The issue fully explains what the series has slowly terse out over the past year and a half: the dials were created in an alternate dimension to allow people to summon whatever they want or need. Information, equipment, power--all are possible with the dials. Dials are made out of old trash, the husk of discarded consumer goods (similar to what's downloaded on Pirate Bay, no?). Dials, then, are the key to a post-scarcity social structure; you can get whatever you want just by making a magic phone call. Interestingly, and more evidence to the theory that dials are modeled after file sharing, dials work better if they're broken, faulty, or incomplete. The idiosyncratic nature of each dial effects its power, what it knows to summon. Hodgepodge collections are superior to finely tuned machines--thus proven by The Internet.
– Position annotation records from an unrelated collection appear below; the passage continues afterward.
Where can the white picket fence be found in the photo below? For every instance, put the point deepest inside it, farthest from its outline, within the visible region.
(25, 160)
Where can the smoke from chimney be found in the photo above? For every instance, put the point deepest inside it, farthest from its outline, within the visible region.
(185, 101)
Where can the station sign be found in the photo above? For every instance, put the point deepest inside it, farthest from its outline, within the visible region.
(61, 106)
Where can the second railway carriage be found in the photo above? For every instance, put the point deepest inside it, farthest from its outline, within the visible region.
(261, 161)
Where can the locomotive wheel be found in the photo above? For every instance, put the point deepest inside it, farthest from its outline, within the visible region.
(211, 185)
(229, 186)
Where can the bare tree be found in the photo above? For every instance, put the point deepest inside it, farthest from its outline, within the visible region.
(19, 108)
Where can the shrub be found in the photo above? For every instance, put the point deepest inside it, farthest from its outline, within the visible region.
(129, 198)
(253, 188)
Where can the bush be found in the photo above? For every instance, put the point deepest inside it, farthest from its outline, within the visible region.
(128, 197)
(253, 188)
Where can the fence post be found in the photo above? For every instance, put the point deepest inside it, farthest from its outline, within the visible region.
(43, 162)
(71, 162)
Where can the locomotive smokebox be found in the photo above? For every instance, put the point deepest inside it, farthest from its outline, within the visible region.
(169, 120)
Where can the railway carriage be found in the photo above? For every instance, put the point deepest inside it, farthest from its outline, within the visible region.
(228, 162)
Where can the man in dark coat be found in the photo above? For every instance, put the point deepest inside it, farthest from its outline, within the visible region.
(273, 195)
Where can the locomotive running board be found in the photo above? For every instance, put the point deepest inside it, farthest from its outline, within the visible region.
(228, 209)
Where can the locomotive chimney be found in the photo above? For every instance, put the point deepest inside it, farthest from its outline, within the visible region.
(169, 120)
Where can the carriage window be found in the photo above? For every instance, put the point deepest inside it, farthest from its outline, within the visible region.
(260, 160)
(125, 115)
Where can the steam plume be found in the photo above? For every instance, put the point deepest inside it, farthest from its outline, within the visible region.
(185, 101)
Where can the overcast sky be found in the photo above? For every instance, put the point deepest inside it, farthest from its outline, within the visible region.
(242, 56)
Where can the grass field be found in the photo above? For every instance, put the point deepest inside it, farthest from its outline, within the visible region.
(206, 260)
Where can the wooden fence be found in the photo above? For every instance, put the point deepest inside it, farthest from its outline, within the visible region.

When members of a community are free to collaborate, share resources and help one another, everybody benefits. Wikipedia is a practical example of this. So is Anonymous. The dials too work by sharing of information. In these three panels, we see a very strange, but quintessentially Dial H, depiction of how file/idea-sharing works
The ultimate enemy of the dial is revealed to be the grand controler of dials, the Operator. The lost Operator is the dial's inventor, who still feels entitiled to ownership of his creation. But in Dial H, no one has ownership over their own creation; creations are merely a result of everything in existence converging upon one particular instance. The only way to defeat the Operator, the producer of power, is to become an operator. And, spoiler reminder, that's exactly what our heroes do.
The Operators represent those in power desperately vying to further consolidate their power. Our dialing heroes become the owners of their own power by use of radical communication technology, the dial. The real world analog is the internet. After winning, the heroes are able to see infinite possibilities in their future. They are the controllers of their own power. And the specific way to defeat an operator is also the way for media-sharers to defeat media monopolies. Remixing!
As our heroes turn into the ultimate hero, they openly acknowledge their perpetually-changing identities. In fact, I thought identity construction was the main thematic thrust of the series until this last issue. However, pro-file sharing ideals are in no way contrary to dynamic identities. If all knowledge is freely accessible, it will be harder to trick individuals into conforming to an ideological platform. Identity will then be defined by individuals, as it's always meant to be.
You are what you download. Downloading new information lets the downloader change what they believe at a button's press. You can be whatever identity you want to be! Just like Nelson and Roxie with their dials. By becoming the operator and controling the means of production, our heroes gain ultimate power; they will never again be forced to submit to the wills of the gatekeepers.
The series' primary villain and it's (perhaps?) primary superhero are direct foils to one another, both in allusion to media piracy. The Centipede is a clean-cut white man in a suit: the traditional icon of authority. He can make thousands of copies of himself, gumming up heroes progress where ever they are. But, as this last issue reveals, Centipede is pretty powerless. He can make clones, but only one can do actions in the physical world at each time. To me, the Centipede represents copyright lawyers. He may have some power--like suing someone for a quarter-million dollars for seeding a Metalica album--but eventually he'll lose because almost no one is on his side.
So now, let's re-read the series together and see how this interpretation holds up! This interpretation is informed by knowing of Mieville socialist leanings. The whole time reading the comic, I wondered when we'd get to see a property-free utopia. It's kind of a bummer it happened in the last issue, but the finale was one of the best issues yet. I think when people read the series in trade collections, preferably in one sitting, they'll like it better. DC royally screwed up by not putting this book on Vertigo (...and for just killing Vertigo in general, fore shame Jim Lee!) but to their credit, they let it last a good while despite being low selling, not a known property, and, perhaps confusing to readers (I'd call it dense). Hopefully, we get a nice hardcover edition of the series and China Mieville comes back to comics sometime in the future.